Science suggests the greatest danger of pandemic lies in tropical and subtropical regions where human and animals are most likely to interact. Most of the estimated 400 emerging infectious diseases that have been identified since 1940 have been zoonoses, or infections that have been transmitted from animals to humans. The human immunodeficiency virus (HIV), for example, is believed to have emerged from a simian host in Central Africa.
Recent analyses have suggested that the “hotspots” for emerging infectious diseases overlap substantially with areas plagued by civil conflict and political instability.

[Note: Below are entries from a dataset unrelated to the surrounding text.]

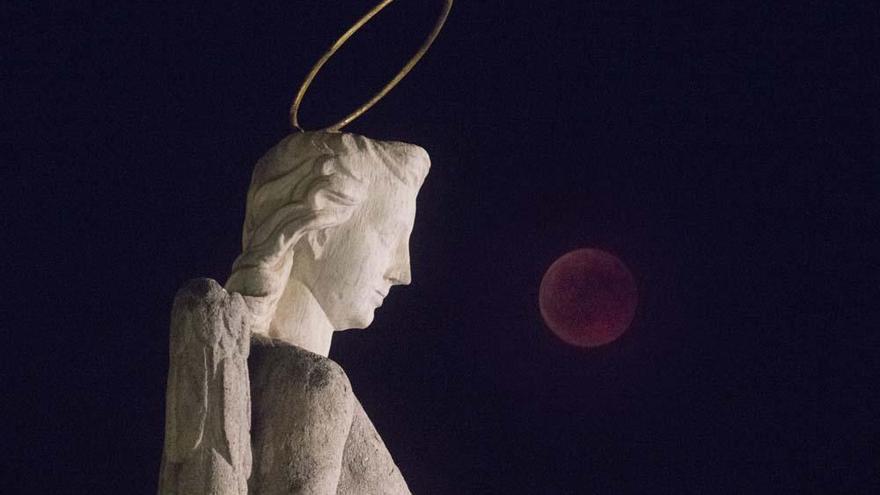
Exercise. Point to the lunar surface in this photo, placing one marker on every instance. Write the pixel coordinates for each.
(588, 297)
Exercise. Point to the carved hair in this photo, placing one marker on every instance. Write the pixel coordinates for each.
(306, 185)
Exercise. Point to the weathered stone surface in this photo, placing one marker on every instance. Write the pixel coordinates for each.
(310, 434)
(207, 416)
(326, 236)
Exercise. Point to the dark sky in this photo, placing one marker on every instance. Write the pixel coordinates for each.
(727, 154)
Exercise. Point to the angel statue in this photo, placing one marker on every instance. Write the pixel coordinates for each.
(326, 235)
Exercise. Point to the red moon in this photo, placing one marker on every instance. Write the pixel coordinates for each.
(588, 297)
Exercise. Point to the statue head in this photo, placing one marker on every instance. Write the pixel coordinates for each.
(337, 209)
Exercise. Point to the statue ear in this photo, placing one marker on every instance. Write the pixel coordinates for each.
(316, 240)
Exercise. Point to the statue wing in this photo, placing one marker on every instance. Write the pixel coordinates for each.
(207, 415)
(188, 375)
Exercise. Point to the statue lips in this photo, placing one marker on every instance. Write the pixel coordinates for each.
(382, 296)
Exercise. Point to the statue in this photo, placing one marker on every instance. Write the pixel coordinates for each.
(326, 235)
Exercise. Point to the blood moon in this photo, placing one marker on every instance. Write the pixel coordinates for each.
(588, 297)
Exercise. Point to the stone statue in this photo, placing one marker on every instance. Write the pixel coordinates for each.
(326, 235)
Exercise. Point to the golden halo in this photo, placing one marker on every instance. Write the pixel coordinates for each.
(294, 109)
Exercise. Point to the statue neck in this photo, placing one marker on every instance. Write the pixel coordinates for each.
(299, 320)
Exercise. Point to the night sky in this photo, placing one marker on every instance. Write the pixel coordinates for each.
(727, 154)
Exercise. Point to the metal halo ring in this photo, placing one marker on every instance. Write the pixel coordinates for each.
(294, 109)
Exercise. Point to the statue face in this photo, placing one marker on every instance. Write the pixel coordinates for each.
(362, 258)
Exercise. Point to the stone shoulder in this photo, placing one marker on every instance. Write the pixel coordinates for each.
(322, 379)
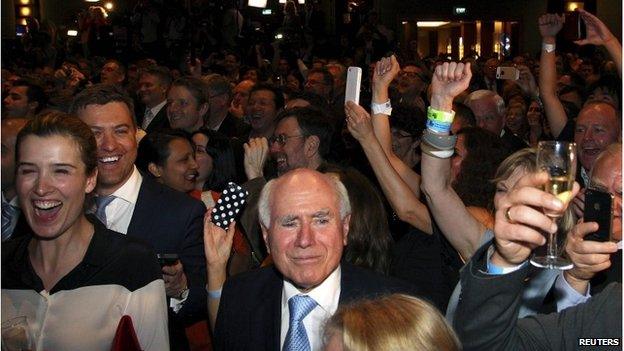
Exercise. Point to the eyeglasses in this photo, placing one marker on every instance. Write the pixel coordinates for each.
(281, 139)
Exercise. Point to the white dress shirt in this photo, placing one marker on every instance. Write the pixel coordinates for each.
(119, 211)
(326, 295)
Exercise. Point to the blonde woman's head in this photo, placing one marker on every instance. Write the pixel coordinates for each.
(395, 322)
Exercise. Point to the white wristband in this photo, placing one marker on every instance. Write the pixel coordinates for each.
(385, 108)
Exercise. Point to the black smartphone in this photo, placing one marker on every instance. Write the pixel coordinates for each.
(167, 259)
(574, 26)
(599, 209)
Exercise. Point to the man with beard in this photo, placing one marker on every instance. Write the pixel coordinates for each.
(265, 101)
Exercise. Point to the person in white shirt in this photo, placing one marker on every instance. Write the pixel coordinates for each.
(154, 83)
(10, 207)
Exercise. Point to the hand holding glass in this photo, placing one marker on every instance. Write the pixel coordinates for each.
(558, 158)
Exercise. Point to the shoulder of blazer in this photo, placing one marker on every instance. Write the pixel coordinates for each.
(153, 192)
(357, 282)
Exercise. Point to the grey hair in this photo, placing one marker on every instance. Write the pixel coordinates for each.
(613, 150)
(264, 208)
(483, 94)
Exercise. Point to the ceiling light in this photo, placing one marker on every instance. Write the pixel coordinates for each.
(430, 23)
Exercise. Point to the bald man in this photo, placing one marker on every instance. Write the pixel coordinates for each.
(305, 224)
(10, 208)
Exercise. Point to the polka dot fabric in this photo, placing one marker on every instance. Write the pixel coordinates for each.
(229, 205)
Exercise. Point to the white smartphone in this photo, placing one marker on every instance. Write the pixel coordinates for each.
(507, 73)
(354, 80)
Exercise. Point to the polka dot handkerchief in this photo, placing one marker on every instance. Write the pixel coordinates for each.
(229, 205)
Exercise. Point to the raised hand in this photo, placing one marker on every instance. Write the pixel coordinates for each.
(550, 24)
(256, 152)
(527, 81)
(217, 243)
(519, 219)
(359, 122)
(597, 32)
(449, 80)
(386, 70)
(589, 257)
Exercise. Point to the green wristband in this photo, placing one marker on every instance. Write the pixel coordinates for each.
(439, 121)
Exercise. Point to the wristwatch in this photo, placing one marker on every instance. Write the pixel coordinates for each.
(548, 47)
(385, 108)
(183, 294)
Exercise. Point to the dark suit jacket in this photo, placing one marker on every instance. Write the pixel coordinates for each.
(249, 315)
(234, 127)
(172, 222)
(159, 122)
(486, 317)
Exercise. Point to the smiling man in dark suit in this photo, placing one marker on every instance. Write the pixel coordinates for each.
(305, 223)
(131, 204)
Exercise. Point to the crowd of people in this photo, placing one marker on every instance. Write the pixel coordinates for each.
(404, 222)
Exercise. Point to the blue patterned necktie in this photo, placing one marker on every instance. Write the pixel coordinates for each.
(297, 338)
(8, 215)
(101, 203)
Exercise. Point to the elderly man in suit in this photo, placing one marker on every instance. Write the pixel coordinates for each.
(305, 223)
(131, 204)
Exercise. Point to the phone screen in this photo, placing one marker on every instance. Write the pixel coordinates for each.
(574, 26)
(354, 79)
(599, 209)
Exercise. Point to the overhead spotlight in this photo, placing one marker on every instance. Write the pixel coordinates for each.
(430, 23)
(257, 3)
(25, 11)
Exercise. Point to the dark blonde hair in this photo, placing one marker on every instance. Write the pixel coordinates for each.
(526, 160)
(59, 123)
(394, 322)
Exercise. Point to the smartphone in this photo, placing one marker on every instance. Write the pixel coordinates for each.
(599, 209)
(192, 54)
(230, 203)
(507, 73)
(167, 259)
(354, 80)
(574, 26)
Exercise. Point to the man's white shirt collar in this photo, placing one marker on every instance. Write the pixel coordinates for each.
(326, 295)
(129, 192)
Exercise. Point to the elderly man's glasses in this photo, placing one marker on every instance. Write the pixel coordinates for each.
(282, 138)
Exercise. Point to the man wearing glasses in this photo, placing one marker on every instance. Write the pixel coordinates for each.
(301, 139)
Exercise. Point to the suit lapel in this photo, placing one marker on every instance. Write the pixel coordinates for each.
(265, 319)
(140, 224)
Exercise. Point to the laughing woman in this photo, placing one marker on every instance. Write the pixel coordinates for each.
(71, 279)
(169, 157)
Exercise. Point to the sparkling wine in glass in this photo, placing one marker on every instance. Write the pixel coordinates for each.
(558, 158)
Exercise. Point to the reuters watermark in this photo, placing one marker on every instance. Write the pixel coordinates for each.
(599, 342)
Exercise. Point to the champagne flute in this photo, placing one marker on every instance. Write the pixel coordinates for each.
(558, 158)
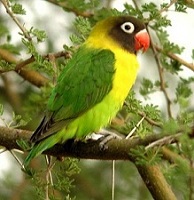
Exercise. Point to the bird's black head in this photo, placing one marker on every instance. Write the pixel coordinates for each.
(130, 33)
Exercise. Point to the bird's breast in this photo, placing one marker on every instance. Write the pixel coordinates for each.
(126, 67)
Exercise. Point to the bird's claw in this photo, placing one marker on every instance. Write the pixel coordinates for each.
(108, 135)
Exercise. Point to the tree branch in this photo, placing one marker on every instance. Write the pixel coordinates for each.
(117, 149)
(10, 13)
(177, 58)
(155, 182)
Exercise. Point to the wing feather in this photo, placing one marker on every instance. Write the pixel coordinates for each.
(84, 82)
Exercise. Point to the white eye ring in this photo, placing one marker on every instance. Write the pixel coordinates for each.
(128, 27)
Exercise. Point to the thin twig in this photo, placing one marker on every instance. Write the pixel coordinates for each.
(163, 141)
(177, 58)
(64, 5)
(161, 77)
(9, 11)
(172, 2)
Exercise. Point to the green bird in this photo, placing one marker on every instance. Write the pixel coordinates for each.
(93, 85)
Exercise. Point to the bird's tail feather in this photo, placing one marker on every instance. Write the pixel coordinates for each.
(39, 148)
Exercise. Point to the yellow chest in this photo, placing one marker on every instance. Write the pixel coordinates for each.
(126, 66)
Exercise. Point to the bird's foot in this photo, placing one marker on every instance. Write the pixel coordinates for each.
(106, 137)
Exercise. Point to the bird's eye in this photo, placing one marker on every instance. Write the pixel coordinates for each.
(128, 27)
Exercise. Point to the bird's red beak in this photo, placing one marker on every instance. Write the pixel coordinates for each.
(142, 40)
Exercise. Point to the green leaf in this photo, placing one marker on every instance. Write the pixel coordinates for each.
(18, 9)
(39, 34)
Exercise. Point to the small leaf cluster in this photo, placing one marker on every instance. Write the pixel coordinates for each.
(81, 5)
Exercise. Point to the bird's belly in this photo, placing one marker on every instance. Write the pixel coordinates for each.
(102, 113)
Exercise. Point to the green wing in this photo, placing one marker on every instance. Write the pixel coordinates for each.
(84, 82)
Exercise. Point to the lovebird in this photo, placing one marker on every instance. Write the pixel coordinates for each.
(93, 85)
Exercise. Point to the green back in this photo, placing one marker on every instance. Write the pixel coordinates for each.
(84, 82)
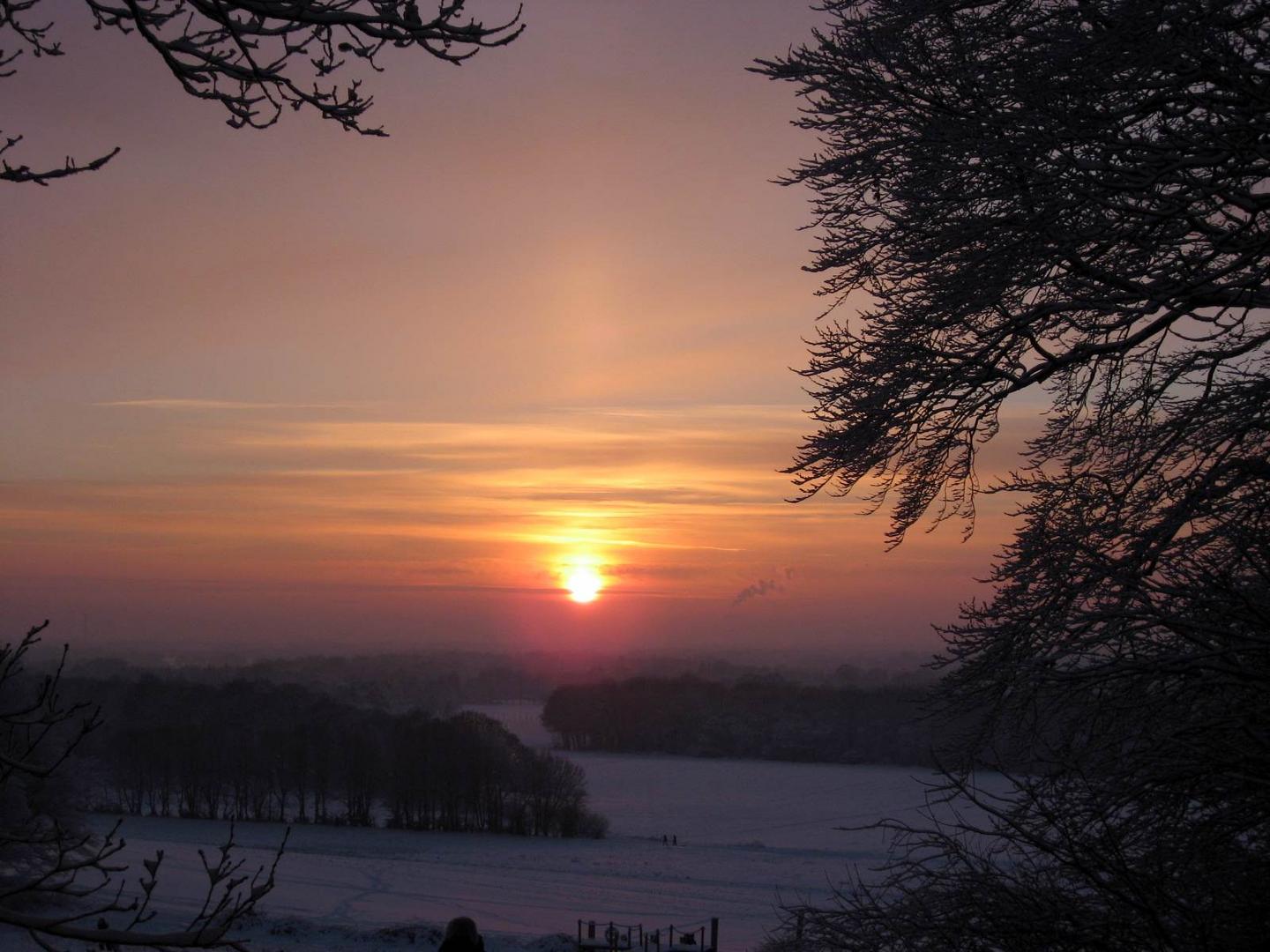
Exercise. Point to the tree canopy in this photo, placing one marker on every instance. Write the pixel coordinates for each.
(1065, 197)
(256, 57)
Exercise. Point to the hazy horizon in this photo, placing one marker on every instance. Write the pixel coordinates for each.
(308, 390)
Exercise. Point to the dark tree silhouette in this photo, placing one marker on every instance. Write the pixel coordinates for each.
(256, 57)
(57, 883)
(1068, 198)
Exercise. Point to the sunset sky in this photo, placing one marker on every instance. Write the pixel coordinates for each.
(303, 390)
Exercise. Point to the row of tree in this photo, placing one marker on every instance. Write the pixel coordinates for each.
(265, 752)
(767, 718)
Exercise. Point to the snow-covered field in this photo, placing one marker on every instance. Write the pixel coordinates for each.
(750, 833)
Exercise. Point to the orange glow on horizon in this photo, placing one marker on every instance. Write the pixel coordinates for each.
(585, 583)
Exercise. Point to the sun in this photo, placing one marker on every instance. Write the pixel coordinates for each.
(583, 583)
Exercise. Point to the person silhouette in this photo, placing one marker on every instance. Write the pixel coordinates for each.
(461, 936)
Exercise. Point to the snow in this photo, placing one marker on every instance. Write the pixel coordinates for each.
(750, 834)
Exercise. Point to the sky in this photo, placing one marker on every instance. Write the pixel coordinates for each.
(302, 390)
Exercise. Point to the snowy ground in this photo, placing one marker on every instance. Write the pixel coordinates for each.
(750, 833)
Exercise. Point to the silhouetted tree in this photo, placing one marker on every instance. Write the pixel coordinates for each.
(1065, 198)
(43, 859)
(256, 57)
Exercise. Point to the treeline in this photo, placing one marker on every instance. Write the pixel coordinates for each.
(251, 750)
(765, 718)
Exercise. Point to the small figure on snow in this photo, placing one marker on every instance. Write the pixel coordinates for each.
(461, 936)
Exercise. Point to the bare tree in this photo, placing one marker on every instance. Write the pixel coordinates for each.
(1065, 197)
(256, 57)
(57, 883)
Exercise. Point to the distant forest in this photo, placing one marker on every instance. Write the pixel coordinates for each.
(768, 718)
(253, 750)
(444, 681)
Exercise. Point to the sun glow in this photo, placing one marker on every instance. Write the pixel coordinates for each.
(583, 583)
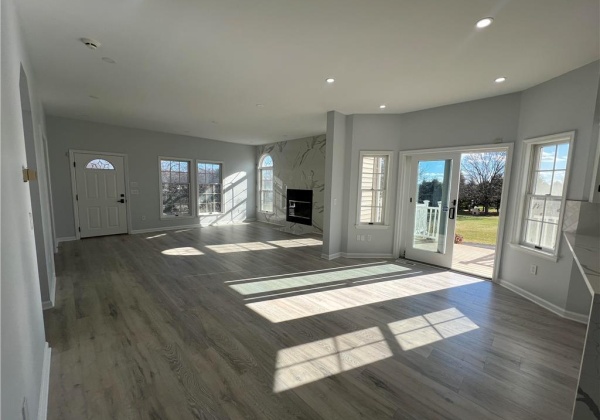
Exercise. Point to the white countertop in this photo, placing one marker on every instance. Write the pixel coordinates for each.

The U.S. Agency for International Development and the Centers for Disease Control and Prevention have been working on the to improve local pandemic detection and response capacities by directing resources and training to countries thought to be at high risk for pandemic. However, it is not clear that this and related programs are addressing the political dynamics at the local level that will determine the essential cooperation of local communities with any imposed global health security response.
“The unpredictability of a serious infectious outbreak, the speed with which it can disseminate, and the fears of domestic political audience can together create a powerful destabilizing force,” Wise and Barry write in their conclusion. “Current discussions regarding global health governance reform have largely been preoccupied by the performance and intricate bureaucratic interaction of global health agencies. However, what may prove far more critical may be the ability of global health governance structures to recognize and engage the complex, political realities on the ground in areas plagued by civil war.”